Fecho os olhos para ver os teus. Esses olhos majestosos, grandes, lindos. Dá-me uma vontade de chorar enorme por não saber quando poderei voltar a olhar para eles; como quando te voltei a ver depois de mais de um mês sem o fazer…

Mas depois penso em ti. És linda, mas provavelmente nem te lembras de mim. E se lembrares, o que posso eu fazer?

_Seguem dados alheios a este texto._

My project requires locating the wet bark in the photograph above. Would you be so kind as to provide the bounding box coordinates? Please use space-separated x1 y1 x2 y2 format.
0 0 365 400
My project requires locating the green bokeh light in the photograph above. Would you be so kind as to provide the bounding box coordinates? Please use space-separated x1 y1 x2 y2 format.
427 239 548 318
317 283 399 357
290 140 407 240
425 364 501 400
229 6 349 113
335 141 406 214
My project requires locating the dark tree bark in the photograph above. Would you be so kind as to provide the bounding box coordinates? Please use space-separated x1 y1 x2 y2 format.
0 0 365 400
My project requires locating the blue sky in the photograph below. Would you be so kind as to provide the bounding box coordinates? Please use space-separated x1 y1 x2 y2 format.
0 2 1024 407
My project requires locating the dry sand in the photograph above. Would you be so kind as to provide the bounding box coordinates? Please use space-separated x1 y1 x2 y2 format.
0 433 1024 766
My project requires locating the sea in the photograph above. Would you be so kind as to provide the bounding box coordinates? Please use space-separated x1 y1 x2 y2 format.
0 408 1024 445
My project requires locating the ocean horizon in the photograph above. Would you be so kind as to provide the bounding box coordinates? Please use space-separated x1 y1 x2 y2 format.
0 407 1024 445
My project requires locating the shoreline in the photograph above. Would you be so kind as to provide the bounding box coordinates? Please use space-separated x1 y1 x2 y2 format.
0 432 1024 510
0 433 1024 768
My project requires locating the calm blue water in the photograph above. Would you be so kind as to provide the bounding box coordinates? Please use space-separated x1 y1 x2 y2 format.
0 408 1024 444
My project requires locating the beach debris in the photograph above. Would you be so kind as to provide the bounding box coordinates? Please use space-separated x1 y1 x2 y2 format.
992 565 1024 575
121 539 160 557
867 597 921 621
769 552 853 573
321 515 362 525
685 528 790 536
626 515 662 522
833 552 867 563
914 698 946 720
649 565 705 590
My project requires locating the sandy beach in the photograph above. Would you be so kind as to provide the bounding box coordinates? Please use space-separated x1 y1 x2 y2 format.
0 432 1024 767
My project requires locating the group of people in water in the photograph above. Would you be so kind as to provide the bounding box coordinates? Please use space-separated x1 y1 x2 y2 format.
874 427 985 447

Não quero gerar mau ambiente quando sei que vamos estar juntas mais um ano e meio… Não sei se consigo resistir a dizer-te como me sinto. Sou muito má a ler e interpretar bem o que as pessoas realmente sentem por mim. E, ainda assim, esses olhos grandes, gigantes, majestosos seguem-me para onde quer que vá. E eu quero que me sigam – mas também sei que seguem problemas. Sei mesmo? Ou só tenho medo? Tenho mesmo muito medo. Mesmo muito. E ainda assim quero imenso beijar-te.

Tenho que parar de ser tão estúpida e parecer desinteressada. O medo paralisa-me e causa-me ansiedade. Tenho quase a certeza de que, se falar contigo, tudo será mais simples.

Tenho saudades tuas. O que fazes agora? Odeio estar a voltar a sentir isto – e, mesmo tempo, gosto. Está tão bom tempo lá fora. Não queres ir comer um gelado? Não queres ir comer? Não (me) queres comer?